Semaglutide reduces risk of kidney decline or death in type 2 diabetes and CKD
This randomized controlled trial evaluated the efficacy of once-weekly subcutaneous semaglutide 1.0 mg in participants with type 2 diabetes and chronic kidney disease. The study population included 3,533 individuals. The primary outcome was defined as a composite of at least 50% estimated glomerular filtration rate decline, eGFR less than 15 mL/min/1.73 m, dialysis, transplantation, or kidney or cardiovascular death. The comparator was placebo. The follow-up period was 120.0 months. Results were analyzed across multiple subgroups based on cardiovascular history and risk profiles. Safety data regarding adverse events, serious adverse events, discontinuations, and tolerability were not reported in the provided evidence. Limitations regarding study design, setting, or potential biases were not reported. Funding sources and conflicts of interest were not reported.
The primary kidney outcome results demonstrated a reduction in risk across all examined subgroups. For participants with atherosclerotic cardiovascular disease, the hazard ratio was 0.80 with a 95% confidence interval of 0.63 to 1.02. The absolute numbers for this subgroup were 119 of 593 versus 146 of 605. The p-value for interaction was 0.62. For participants without atherosclerotic cardiovascular disease, the hazard ratio was 0.74 with a 95% confidence interval of 0.62 to 0.89. The absolute numbers were 212 of 1,174 versus 264 of 1,161. The p-value for interaction was 0.40. For participants with heart failure, the hazard ratio was 0.67 with a 95% confidence interval of 0.49 to 0.93. The absolute numbers were 67 of 342 versus 88 of 336. The p-value for interaction was 0.40. For participants without heart failure, the hazard ratio was 0.79 with a 95% confidence interval of 0.67 to 0.93. The absolute numbers were 264 of 1,424 versus 322 of 1,430. The p-value for interaction was 0.99. For participants with high total cardiovascular disease risk, the hazard ratio was 0.73 with a 95% confidence interval of 0.58 to 0.91. The absolute numbers were 134 of 675 versus 168 of 654. The p-value for interaction was 0.99. For participants without high total cardiovascular disease risk, the hazard ratio was 0.73 with a 95% confidence interval of 0.49 to 1.08. The absolute numbers were 44 of 331 versus 58 of 340.
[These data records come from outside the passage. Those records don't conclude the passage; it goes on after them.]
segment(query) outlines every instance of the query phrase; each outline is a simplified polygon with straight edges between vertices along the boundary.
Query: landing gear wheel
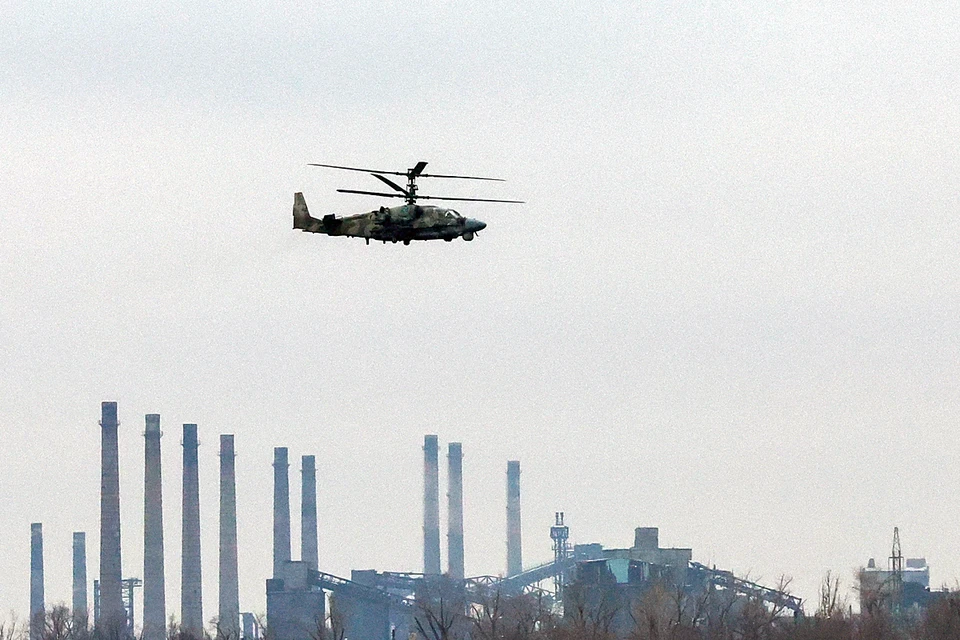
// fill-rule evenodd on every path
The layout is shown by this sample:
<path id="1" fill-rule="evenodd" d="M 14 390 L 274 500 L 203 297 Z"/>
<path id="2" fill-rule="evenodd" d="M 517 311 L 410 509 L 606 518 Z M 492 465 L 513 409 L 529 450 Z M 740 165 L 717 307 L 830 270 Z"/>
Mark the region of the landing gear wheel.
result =
<path id="1" fill-rule="evenodd" d="M 410 241 L 409 241 L 409 240 L 404 240 L 404 241 L 403 241 L 403 244 L 405 244 L 405 245 L 410 244 Z"/>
Secondary outcomes focused on all-cause death. For participants with atherosclerotic cardiovascular disease, the hazard ratio was 0.82 with a 95% confidence interval of 0.63 to 1.07. The absolute numbers were 99 of 593 versus 121 of 605. The p-value for interaction was 0.79. For participants without atherosclerotic cardiovascular disease, the hazard ratio was 0.78 with a 95% confidence interval of 0.62 to 0.99. The absolute numbers were 128 of 1,174 versus 158 of 1,161. The p-value for interaction was 0.74. For participants with heart failure, the hazard ratio was 0.75 with a 95% confidence interval of 0.54 to 1.05. The absolute numbers were 64 of 342 versus 79 of 336. The p-value for interaction was 0.74. For participants without heart failure, the hazard ratio was 0.81 with a 95% confidence interval of 0.66 to 0.99. The absolute numbers were 163 of 1,424 versus 200 of 1,430. The p-value for interaction was 0.63. For participants with high total cardiovascular disease risk, the hazard ratio was 0.71 with a 95% confidence interval of 0.52 to 0.95. The absolute numbers were 73 of 675 versus 98 of 654. The p-value for interaction was 0.63. For participants without high total cardiovascular disease risk, the hazard ratio was 0.82 with a 95% confidence interval of 0.47 to 1.43. The absolute numbers were 23 of 331 versus 28 of 340.
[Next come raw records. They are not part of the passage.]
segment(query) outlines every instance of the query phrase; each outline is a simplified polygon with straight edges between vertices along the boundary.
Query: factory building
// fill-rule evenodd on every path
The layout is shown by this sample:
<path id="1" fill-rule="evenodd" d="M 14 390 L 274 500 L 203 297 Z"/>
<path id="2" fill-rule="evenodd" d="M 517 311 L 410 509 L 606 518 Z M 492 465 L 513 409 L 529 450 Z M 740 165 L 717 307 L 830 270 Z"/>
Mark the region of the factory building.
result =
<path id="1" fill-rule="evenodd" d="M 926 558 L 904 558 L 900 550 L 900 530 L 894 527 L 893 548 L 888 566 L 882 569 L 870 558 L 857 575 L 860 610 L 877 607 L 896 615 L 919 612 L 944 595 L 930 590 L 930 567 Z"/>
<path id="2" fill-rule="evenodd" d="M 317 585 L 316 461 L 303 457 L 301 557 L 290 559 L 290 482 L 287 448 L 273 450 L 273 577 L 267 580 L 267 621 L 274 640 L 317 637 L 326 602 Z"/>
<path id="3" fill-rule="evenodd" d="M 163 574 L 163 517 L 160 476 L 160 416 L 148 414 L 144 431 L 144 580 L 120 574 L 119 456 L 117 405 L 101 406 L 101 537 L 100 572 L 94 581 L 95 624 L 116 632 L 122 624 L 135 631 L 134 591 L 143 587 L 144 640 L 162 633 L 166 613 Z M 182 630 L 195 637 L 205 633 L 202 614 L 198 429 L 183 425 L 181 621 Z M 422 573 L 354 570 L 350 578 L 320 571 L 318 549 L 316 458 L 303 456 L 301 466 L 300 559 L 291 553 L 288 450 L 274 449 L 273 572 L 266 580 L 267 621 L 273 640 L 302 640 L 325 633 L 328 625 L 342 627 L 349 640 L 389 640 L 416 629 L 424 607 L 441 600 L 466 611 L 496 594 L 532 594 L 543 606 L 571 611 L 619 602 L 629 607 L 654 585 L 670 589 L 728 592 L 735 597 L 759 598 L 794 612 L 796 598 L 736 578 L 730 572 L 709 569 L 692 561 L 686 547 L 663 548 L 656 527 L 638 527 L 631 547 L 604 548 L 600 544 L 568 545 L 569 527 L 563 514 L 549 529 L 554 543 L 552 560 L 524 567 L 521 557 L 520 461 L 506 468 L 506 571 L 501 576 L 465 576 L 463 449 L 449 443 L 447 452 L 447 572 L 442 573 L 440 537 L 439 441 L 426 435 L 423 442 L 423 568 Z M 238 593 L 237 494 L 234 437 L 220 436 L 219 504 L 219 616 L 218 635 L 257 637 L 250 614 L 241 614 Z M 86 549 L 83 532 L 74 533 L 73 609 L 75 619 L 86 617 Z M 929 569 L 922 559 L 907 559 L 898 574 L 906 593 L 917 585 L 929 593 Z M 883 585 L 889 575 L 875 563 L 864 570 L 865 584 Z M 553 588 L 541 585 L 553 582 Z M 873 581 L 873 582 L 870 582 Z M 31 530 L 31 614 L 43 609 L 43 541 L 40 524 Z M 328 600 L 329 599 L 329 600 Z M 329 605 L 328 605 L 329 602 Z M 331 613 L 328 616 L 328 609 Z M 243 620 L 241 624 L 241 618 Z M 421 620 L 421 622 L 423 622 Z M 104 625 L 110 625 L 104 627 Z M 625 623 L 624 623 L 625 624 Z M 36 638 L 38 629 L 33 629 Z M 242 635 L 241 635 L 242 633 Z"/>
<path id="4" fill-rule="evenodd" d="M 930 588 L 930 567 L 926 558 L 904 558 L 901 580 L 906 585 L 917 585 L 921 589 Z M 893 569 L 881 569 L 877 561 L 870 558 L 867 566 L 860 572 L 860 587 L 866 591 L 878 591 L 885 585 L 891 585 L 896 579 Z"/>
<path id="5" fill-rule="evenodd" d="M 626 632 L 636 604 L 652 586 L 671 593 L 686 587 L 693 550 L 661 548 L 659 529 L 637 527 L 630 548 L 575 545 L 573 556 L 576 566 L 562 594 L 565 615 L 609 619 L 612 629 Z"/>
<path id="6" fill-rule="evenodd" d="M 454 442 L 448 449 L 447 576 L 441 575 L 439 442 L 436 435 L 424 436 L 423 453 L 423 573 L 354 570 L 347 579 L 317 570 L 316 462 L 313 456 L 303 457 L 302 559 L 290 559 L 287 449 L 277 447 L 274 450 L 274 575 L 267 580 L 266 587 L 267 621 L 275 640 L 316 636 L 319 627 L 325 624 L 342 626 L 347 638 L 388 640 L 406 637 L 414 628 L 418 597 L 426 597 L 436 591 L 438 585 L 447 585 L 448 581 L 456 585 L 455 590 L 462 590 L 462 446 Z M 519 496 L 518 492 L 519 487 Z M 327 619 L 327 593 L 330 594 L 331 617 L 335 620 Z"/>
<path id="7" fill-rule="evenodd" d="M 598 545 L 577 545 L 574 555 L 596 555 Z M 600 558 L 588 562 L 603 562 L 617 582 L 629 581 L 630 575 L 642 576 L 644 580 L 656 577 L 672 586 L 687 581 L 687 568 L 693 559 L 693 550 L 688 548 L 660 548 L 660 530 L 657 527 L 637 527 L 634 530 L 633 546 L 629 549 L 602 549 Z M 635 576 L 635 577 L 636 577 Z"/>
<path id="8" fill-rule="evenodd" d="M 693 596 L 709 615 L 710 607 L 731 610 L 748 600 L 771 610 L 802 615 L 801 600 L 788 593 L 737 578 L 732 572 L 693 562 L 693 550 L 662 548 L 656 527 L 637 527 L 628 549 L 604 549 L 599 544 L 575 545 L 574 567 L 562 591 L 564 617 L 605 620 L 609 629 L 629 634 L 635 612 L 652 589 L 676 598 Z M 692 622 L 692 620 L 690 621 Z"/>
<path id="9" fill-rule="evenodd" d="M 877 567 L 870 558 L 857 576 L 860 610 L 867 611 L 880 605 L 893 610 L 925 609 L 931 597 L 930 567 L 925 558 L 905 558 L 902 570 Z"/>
Comparison to prior landmark studies in this therapeutic area is not provided in the evidence. The study design, setting, and population details beyond the sample size and conditions are not reported. Methodological limitations and potential biases were not reported. The evidence does not allow for a definitive comparison with previous trials. Questions remain unanswered regarding long-term safety profiles beyond the reported follow-up and the specific mechanisms driving the observed renal benefits. The absence of reported safety data limits the ability to fully assess tolerability in this specific population. Clinicians should interpret these findings with caution given the lack of reported adverse event rates and the specific subgroup analyses which may not apply to all patients. The study provides data on risk reduction but does not establish a complete safety profile. Further research is needed to address the gaps in safety reporting and to confirm these findings in broader populations. The results indicate a potential benefit for patients with type 2 diabetes and CKD but require integration with existing clinical knowledge and patient-specific factors.